Кобзари рассмеялись. Кирилл Физулька — он отсутствовал — был самый невидный из них, тщедушный старичок, пользующийся в цехе всякими поблажками по слабому своему здоровью.
— А что до песни, — с удивившей Улю осведомленностью продолжал Федько, — так передают, будто сам он сочинил музыкальную драму, которую ставят в императорском театре. Поют в ней о русском мужике, спасшем царя и обманувшем ляхов! И поют, как никогда о мужике не пели!
— Скажете вы! — протянул Остап недоверчиво. — Послушать вас, так не царь, а Гонта да Железняк того музыканта должны были слушать. И чего только не придумают в народе!
— Правда же, Остап, не врут люди! — обронили старики.
Федько, боясь разгневать Вересая, сказал:
— Ты старший, нам тебя слушать.
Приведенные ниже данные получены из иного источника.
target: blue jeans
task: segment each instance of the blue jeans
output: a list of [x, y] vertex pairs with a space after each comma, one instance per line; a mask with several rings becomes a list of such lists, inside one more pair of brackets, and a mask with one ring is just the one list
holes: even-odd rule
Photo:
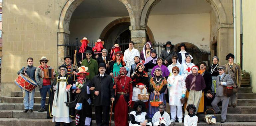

Вчера опять слышал, будто сзывает он к себе кобзарей, и из самой Киевщины они к нему идут.
А пастух так и не отважился спросить о чем-нибудь Вересая. Он перекинулся взглядом с Улей и шепнул ей:
— Все же сходить бы к музыканту. Может быть, возьмет? Сам архиерейский регент голос мой хвалил.
Уля молчала. Спор занимал ее, но здесь, при людях, она во всем держала сторону мужа. Посторонний мог бы подумать, что присутствие слепцов не должно ни в чем ее сдерживать, они ведь не могут наблюдать за ней. А для Ули все они были «зрячие», ведь они могли догадаться о тайных ее мыслях. Долгая жизнь со слепыми сделала ее чуткой к самым сокровенным помыслам их. Для нее, как и для Остапа, они были воины, ратники невиданного в мире ополчения песенников. Она гордилась мужем и как-то сказала ему: «Ты же… войсковой хорунжий, со всей губернии слепых казаков в твоем полку до трехсот наберется». Он усмехнулся, но промолчал.